Według informacji „Rynku Infrastruktury" regionalne władze uznały, że skoro w Kielcach są targi, na które w ciągu roku przyjeżdża 200 tys. gości z 60 krajów, to lotnisko jest niezbędne. Kielecki port miałby kosztować 360 mln złotych.
Jak dowód celowości takiej inwestycji władze Kielc wskazują inwestycję w Radomiu-Sadkowicach, mimo że to lotnisko w zeszłym roku nie było w stanie ściągnąć nawet przewoźników czarterowych.
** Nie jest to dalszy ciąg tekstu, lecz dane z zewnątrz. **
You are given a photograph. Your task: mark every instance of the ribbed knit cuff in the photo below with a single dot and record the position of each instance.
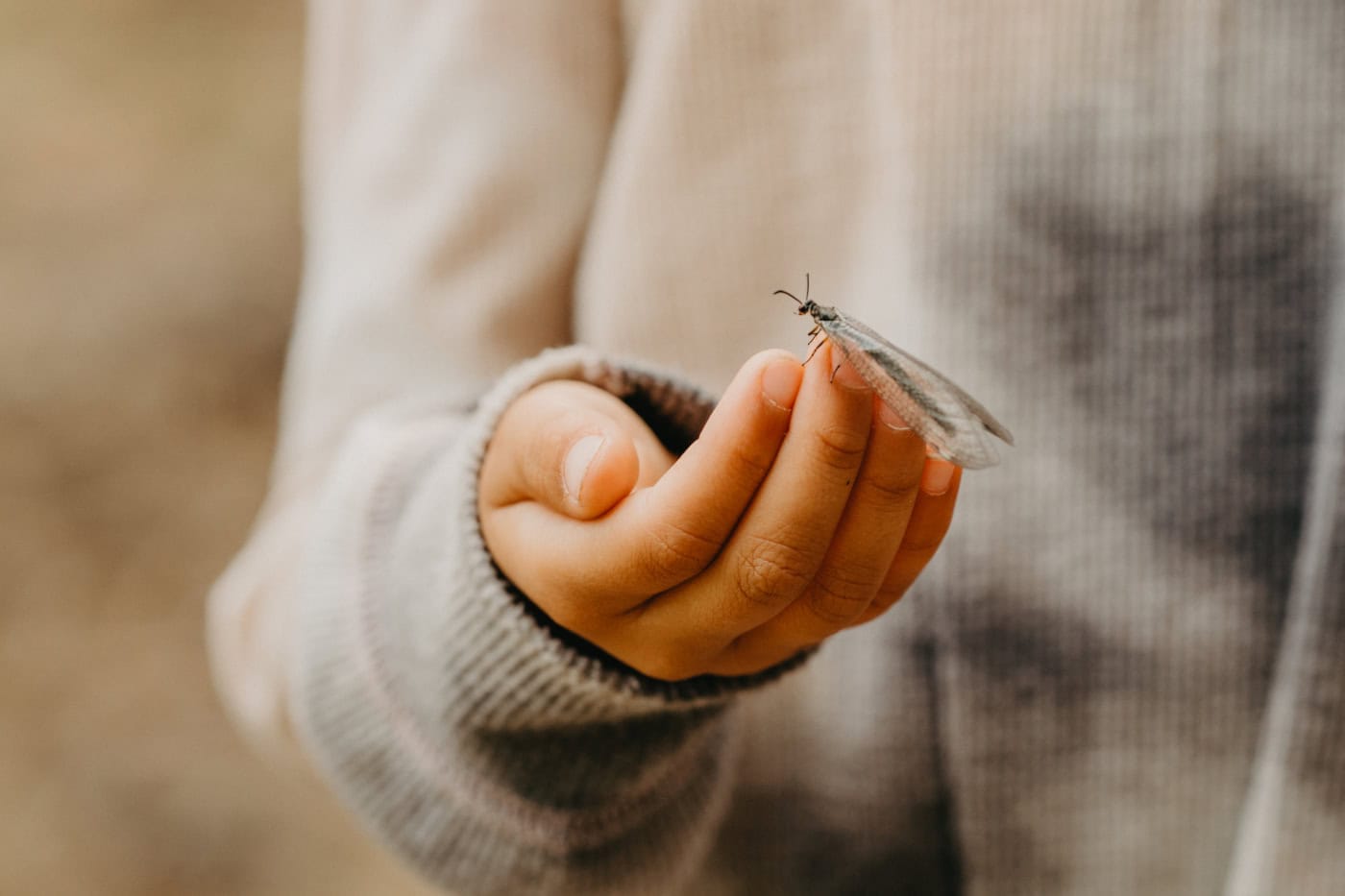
(424, 678)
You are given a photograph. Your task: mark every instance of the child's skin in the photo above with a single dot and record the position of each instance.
(804, 507)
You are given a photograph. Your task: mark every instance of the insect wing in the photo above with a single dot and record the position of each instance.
(955, 424)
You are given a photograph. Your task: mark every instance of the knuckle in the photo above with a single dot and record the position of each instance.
(838, 597)
(923, 541)
(748, 463)
(892, 487)
(770, 570)
(841, 447)
(679, 552)
(666, 665)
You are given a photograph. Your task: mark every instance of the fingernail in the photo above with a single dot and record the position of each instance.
(577, 462)
(937, 476)
(891, 419)
(780, 382)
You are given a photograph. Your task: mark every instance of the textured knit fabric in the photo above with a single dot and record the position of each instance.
(1116, 224)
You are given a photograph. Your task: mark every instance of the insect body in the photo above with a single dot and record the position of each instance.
(955, 425)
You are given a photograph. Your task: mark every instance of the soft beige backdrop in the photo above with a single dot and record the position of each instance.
(148, 261)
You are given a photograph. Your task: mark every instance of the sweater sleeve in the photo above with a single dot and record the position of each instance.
(452, 153)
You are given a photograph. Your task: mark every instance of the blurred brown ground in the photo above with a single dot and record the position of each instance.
(148, 262)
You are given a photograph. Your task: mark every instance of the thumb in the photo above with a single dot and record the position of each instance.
(562, 447)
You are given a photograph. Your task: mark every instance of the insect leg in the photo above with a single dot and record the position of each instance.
(814, 350)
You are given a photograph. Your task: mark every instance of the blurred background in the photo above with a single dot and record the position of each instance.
(148, 264)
A w tym roku, od 1 września, będzie miało jedno połączenie międzynarodowe — do Rygi.
Radom jednak liczy na więcej. Żeby zachęcić linie lotnicze zniósł opłaty za lądowanie, ale już opłata za odprawionego pasażera należy do najwyższych w kraju — wynosi 37,20 złotego. Drożej jest tylko na lotnisku Chopina w Warszawie, w porcie im. Lecha Wałęsy w Gdańsku, w Modlinie i w krakowskich Balicach.
—To nieporozumienie. Takie miasta, jak Radom i Łódź skorzystałyby dużo bardziej na dobrym i szybkim połączeniu kolejowym z Warszawą, niż na łataniu bez końca dziury finansowej lotnisk funkcjonujących na ich obszarze — uważa Jacek Krawczyk, unijny ekspert lotniczy, wiceprzewodniczący Europejskiego Komitetu Ekonomiczno-Społecznego. Według kieleckich symulacji lotnisko w Obicach oddalone o 25 km od miasta miałoby już w pierwszym roku 100 tys. pasażerów, a pierwszy milion osiągnęłoby po 10 lata funkcjonowania. Na przygotowania, głównie kupno gruntów pod inwestycję, wydano już 31 mln złotych.
Jak na razie w Polsce bez lotnisk funkcjonują tylko 4 województwa — właśnie świętokrzyskie, opolskie, podlaskie i warmińsko-mazurskie. Oddanie portu w Szymanach ograniczy tę liczbę do trzech. To nie znaczy jednak, że pozostałe kwitną.